Gegen viertel sechs hieß es dann: Alle raustreten! Naja fast, denn der Bus nach New York (Stadttour) fährt halb vorm Hotel ab, egal ob mit oder ohne uns! Und schließlich haben wir 65$ dafür bezahlt, also möchte ich dann davon auch was haben! :-)
Die Tour an sich war ganz schön gemacht, nur dadurch, dass es schon dunkel wurde und wir im Bus saßen, haben wir kaum Fotos machen können, noch dazu sind meine Batterien wiedermal alle leer gewesen! :-(
Wir haben ein paar Mal halt gemacht: Erst Rockefeller Center, wo wir auf dem Top oft he Rocks waren und ganz New York überblicken konnten!
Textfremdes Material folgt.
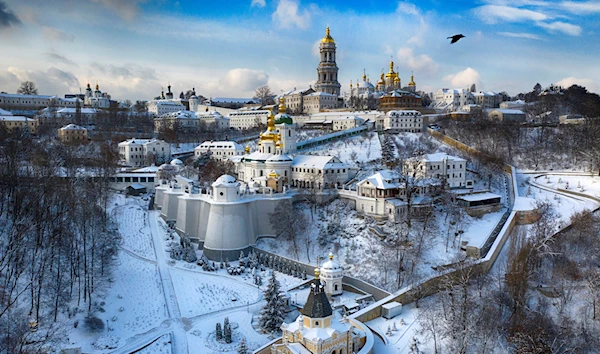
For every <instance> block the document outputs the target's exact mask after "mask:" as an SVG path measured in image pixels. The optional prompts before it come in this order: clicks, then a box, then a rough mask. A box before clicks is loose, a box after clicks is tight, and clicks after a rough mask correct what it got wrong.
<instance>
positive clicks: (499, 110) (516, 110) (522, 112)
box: [492, 108, 525, 114]
mask: <svg viewBox="0 0 600 354" xmlns="http://www.w3.org/2000/svg"><path fill="white" fill-rule="evenodd" d="M495 111H498V112H500V113H502V114H525V113H523V111H521V110H520V109H508V108H497V109H495V110H493V111H492V112H495Z"/></svg>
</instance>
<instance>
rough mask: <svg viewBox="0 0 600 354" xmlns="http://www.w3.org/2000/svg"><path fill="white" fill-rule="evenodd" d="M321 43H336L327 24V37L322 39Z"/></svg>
mask: <svg viewBox="0 0 600 354" xmlns="http://www.w3.org/2000/svg"><path fill="white" fill-rule="evenodd" d="M321 43H335V41H334V40H333V37H331V34H330V32H329V26H327V28H326V29H325V37H323V39H321Z"/></svg>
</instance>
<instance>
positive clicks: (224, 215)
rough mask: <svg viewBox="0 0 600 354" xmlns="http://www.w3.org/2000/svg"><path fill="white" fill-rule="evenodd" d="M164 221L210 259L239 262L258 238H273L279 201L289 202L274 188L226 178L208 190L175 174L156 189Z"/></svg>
mask: <svg viewBox="0 0 600 354" xmlns="http://www.w3.org/2000/svg"><path fill="white" fill-rule="evenodd" d="M155 191H156V193H155V199H154V201H155V206H156V208H157V209H160V212H161V217H163V219H165V220H167V221H173V222H175V230H177V232H178V233H179V234H181V235H187V236H188V237H190V238H191V239H192V240H193V241H195V242H198V243H199V248H200V249H202V250H203V254H204V255H205V256H206V257H208V258H209V259H211V260H215V261H218V260H223V259H227V258H228V259H237V258H238V257H239V255H240V251H243V252H244V253H246V254H248V252H249V251H250V245H254V244H256V240H257V239H258V238H260V237H274V236H275V232H274V231H273V229H272V226H271V222H270V220H269V214H271V213H273V212H274V211H275V209H276V208H277V205H278V204H279V202H280V201H282V200H286V199H288V200H289V199H291V196H290V195H288V194H286V193H285V192H281V193H277V192H274V191H273V190H272V189H271V190H269V191H268V193H267V189H262V190H249V189H246V188H244V186H243V185H242V183H240V182H239V181H237V180H236V179H235V178H234V177H232V176H229V175H223V176H221V177H219V178H218V179H217V180H216V181H215V182H214V183H213V184H212V185H211V186H210V187H208V188H199V187H197V186H195V185H194V184H193V183H192V181H191V180H189V179H186V178H183V177H181V176H177V177H176V178H175V179H174V180H166V179H161V180H160V181H159V186H157V187H156V189H155Z"/></svg>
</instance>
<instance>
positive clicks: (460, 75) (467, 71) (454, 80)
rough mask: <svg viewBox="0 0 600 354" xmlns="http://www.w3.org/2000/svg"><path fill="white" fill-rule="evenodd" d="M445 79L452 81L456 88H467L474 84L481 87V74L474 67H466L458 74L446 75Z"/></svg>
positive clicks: (450, 74) (445, 79) (453, 85)
mask: <svg viewBox="0 0 600 354" xmlns="http://www.w3.org/2000/svg"><path fill="white" fill-rule="evenodd" d="M443 80H444V81H447V82H450V84H451V85H452V87H454V88H466V87H470V86H471V85H472V84H475V85H476V86H477V87H481V75H479V73H478V72H477V71H476V70H474V69H472V68H466V69H465V70H463V71H459V72H457V73H456V74H450V75H446V76H445V77H444V79H443Z"/></svg>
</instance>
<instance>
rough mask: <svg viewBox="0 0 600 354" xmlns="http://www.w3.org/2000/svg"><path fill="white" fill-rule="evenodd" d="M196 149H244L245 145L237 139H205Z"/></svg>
mask: <svg viewBox="0 0 600 354" xmlns="http://www.w3.org/2000/svg"><path fill="white" fill-rule="evenodd" d="M196 149H235V150H244V147H243V146H242V145H240V144H238V143H236V142H235V141H205V142H203V143H202V144H200V145H198V146H197V147H196Z"/></svg>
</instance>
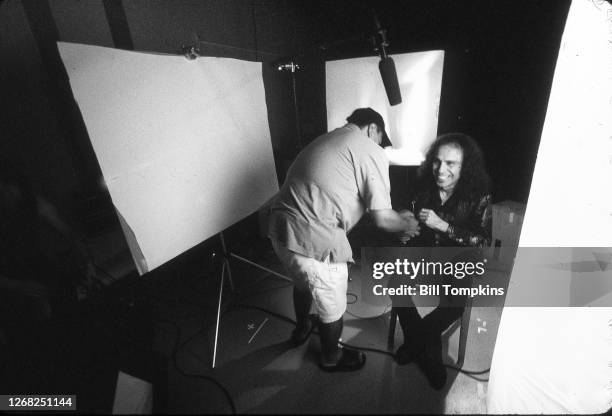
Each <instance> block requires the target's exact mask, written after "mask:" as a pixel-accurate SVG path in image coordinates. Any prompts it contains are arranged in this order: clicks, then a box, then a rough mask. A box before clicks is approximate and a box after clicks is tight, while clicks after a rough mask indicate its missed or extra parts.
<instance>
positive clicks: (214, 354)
mask: <svg viewBox="0 0 612 416" xmlns="http://www.w3.org/2000/svg"><path fill="white" fill-rule="evenodd" d="M219 237H220V238H221V247H222V249H223V263H222V265H221V279H220V284H219V300H218V302H217V322H216V325H215V344H214V346H213V359H212V368H215V365H216V363H217V346H218V342H219V327H220V326H221V304H222V303H223V286H224V285H225V273H226V272H227V276H228V279H229V283H230V289H231V291H232V292H233V291H234V281H233V279H232V270H231V267H230V261H229V260H230V258H234V259H236V260H240V261H242V262H244V263H246V264H248V265H250V266H253V267H257V268H258V269H260V270H264V271H266V272H268V273H270V274H272V275H274V276H276V277H278V278H281V279H283V280H287V281H288V282H293V280H291V279H290V278H288V277H287V276H285V275H282V274H280V273H278V272H275V271H274V270H270V269H268V268H267V267H264V266H262V265H260V264H257V263H255V262H254V261H251V260H248V259H245V258H244V257H241V256H239V255H237V254H234V253H231V252H229V251H228V250H227V246H226V245H225V239H224V237H223V233H222V232H221V233H219ZM213 256H215V254H213Z"/></svg>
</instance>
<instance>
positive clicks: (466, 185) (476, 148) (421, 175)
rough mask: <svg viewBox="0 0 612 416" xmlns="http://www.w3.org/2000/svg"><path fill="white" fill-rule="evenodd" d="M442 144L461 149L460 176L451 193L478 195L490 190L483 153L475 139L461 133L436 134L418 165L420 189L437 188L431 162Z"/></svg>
mask: <svg viewBox="0 0 612 416" xmlns="http://www.w3.org/2000/svg"><path fill="white" fill-rule="evenodd" d="M444 145H450V146H457V147H459V148H460V149H461V150H462V151H463V162H462V164H461V176H460V177H459V181H458V182H457V185H456V186H455V189H454V190H453V195H455V196H456V197H459V198H460V199H463V198H470V197H480V196H482V195H484V194H487V193H489V192H490V188H491V179H490V178H489V174H488V173H487V170H486V168H485V161H484V155H483V153H482V150H481V149H480V147H479V146H478V144H477V143H476V141H475V140H474V139H473V138H472V137H470V136H468V135H467V134H463V133H447V134H443V135H441V136H438V138H437V139H436V141H435V142H433V144H432V145H431V147H430V148H429V150H428V151H427V155H426V156H425V161H424V162H423V163H422V164H421V166H420V167H419V171H418V175H419V184H418V187H419V188H420V189H421V190H430V191H433V190H435V189H437V188H438V185H437V184H436V180H435V178H434V175H433V163H434V159H435V157H436V156H437V154H438V149H440V147H442V146H444Z"/></svg>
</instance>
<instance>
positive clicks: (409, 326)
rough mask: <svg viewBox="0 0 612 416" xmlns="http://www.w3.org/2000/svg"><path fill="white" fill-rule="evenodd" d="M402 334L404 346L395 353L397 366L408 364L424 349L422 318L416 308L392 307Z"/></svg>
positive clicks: (411, 307)
mask: <svg viewBox="0 0 612 416" xmlns="http://www.w3.org/2000/svg"><path fill="white" fill-rule="evenodd" d="M393 309H394V310H395V311H396V312H397V317H398V320H399V322H400V326H401V327H402V333H403V334H404V344H402V345H401V346H400V347H399V348H398V350H397V353H396V360H397V363H398V364H400V365H401V364H408V363H410V362H412V361H414V359H415V358H416V357H417V355H418V354H419V353H420V352H421V351H423V349H424V348H425V334H424V330H423V325H422V318H421V316H420V315H419V312H418V311H417V309H416V308H413V307H394V308H393Z"/></svg>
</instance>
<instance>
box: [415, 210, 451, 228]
mask: <svg viewBox="0 0 612 416" xmlns="http://www.w3.org/2000/svg"><path fill="white" fill-rule="evenodd" d="M419 220H421V222H422V223H423V224H425V225H426V226H427V227H429V228H431V229H432V230H438V231H441V232H443V233H445V232H446V230H448V223H447V222H446V221H444V220H443V219H441V218H440V217H438V214H436V213H435V212H434V210H432V209H428V208H423V209H422V210H420V211H419Z"/></svg>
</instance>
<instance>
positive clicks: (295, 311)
mask: <svg viewBox="0 0 612 416" xmlns="http://www.w3.org/2000/svg"><path fill="white" fill-rule="evenodd" d="M311 305H312V295H311V294H310V291H308V290H299V289H298V288H297V287H294V288H293V308H294V310H295V319H296V321H297V324H296V326H295V329H294V330H293V332H292V333H291V340H290V342H291V344H292V345H293V346H294V347H298V346H300V345H302V344H303V343H305V342H306V341H307V340H308V337H309V336H310V334H311V333H312V330H313V328H314V324H313V319H312V317H311V316H310V315H309V313H310V306H311Z"/></svg>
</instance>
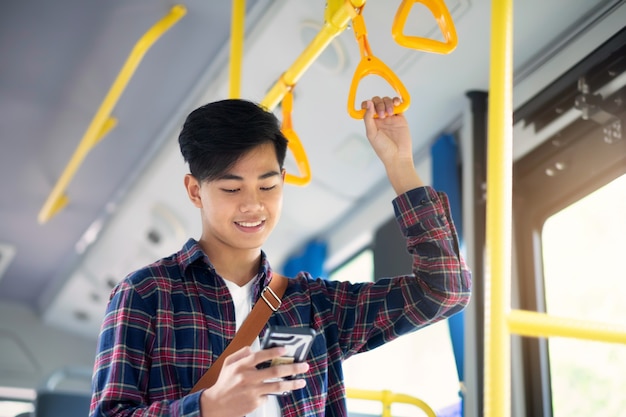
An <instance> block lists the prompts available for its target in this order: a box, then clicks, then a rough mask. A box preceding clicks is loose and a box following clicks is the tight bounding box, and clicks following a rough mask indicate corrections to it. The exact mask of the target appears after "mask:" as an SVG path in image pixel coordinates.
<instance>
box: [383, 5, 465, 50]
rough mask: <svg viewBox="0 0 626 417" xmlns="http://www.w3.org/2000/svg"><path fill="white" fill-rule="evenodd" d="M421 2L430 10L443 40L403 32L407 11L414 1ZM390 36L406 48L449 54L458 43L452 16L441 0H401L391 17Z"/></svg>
mask: <svg viewBox="0 0 626 417" xmlns="http://www.w3.org/2000/svg"><path fill="white" fill-rule="evenodd" d="M417 2H419V3H422V4H424V5H425V6H426V7H428V9H430V11H431V12H432V14H433V16H435V20H437V24H438V25H439V29H440V30H441V34H442V35H443V38H444V42H441V41H438V40H435V39H428V38H423V37H420V36H407V35H405V34H404V33H403V29H404V27H405V26H406V20H407V18H408V17H409V12H410V11H411V8H412V7H413V4H414V3H417ZM391 36H392V37H393V39H394V40H395V41H396V43H398V45H400V46H404V47H406V48H412V49H418V50H421V51H424V52H434V53H437V54H449V53H450V52H452V51H454V50H455V49H456V47H457V45H458V43H459V39H458V37H457V35H456V28H455V27H454V22H453V21H452V16H450V12H449V11H448V8H447V7H446V4H445V3H444V2H443V0H402V3H401V4H400V7H398V11H397V12H396V15H395V17H394V19H393V25H392V26H391Z"/></svg>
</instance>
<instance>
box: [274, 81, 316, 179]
mask: <svg viewBox="0 0 626 417" xmlns="http://www.w3.org/2000/svg"><path fill="white" fill-rule="evenodd" d="M281 107H282V110H283V121H282V125H281V131H282V132H283V135H285V137H286V138H287V140H288V141H289V142H288V144H287V146H288V148H289V150H290V151H291V152H292V153H293V156H294V158H295V160H296V165H297V167H298V172H299V173H300V175H299V176H298V175H295V174H291V173H289V172H288V173H287V174H286V175H285V182H286V183H288V184H293V185H299V186H304V185H307V184H308V183H309V182H310V181H311V167H310V166H309V159H308V158H307V156H306V152H305V151H304V146H302V142H300V138H299V137H298V134H297V133H296V132H295V131H294V130H293V123H292V120H291V113H292V110H293V87H292V88H291V89H290V90H289V91H288V92H287V94H285V97H283V101H282V103H281Z"/></svg>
Es war unglaublich! Die ganzen superschönen Fotos von der NYer Skyline sind nichts dagegen! :-)
Aber kalt war es auch und dann hatten wir noch Zeit uns im Rockefeller umzuschauen und so, aber eigentlich war dort zu viel Zeit eingeplant, denn die hätten wir bei unserem Stopp am Time Square gebraucht. Dort hatten wir nur gute 37 Minuten für einen Rundblick und ein bisschen Shopping (I Love NY – T-Shirts!!!) und Fotos machen und so. Die letzten beiden Stopps waren ein Mal um uns die Freiheitsstatue anzuschauen und das andere Mal am Ground Zero! Dort ist es immer noch total komisch! Das Projekt, was die vor haben zu bauen ist total schön und ich hoffe, es wird so, wie die NYer sich das vorstellen! :-)
Bei dem ganzen Gerede über Erste Hilfe und so und die ganze Zeit „dial 9-1-1“ und dann abends Ground Zero, ist mir erst mal aufgefallen, dass das Datum 11.09. (in Amerika 9/11) die Emergency Number der United States ist! Das ist irgendwie schon makaber! Vorher ist mir das echt total gar ne in den Sinn gekommen!
Zurück von der NY-Tour bin ich eigentlich nur schnell duschen gegangen und ins Bett gefallen! Ich wollte nix anderes als schlafen!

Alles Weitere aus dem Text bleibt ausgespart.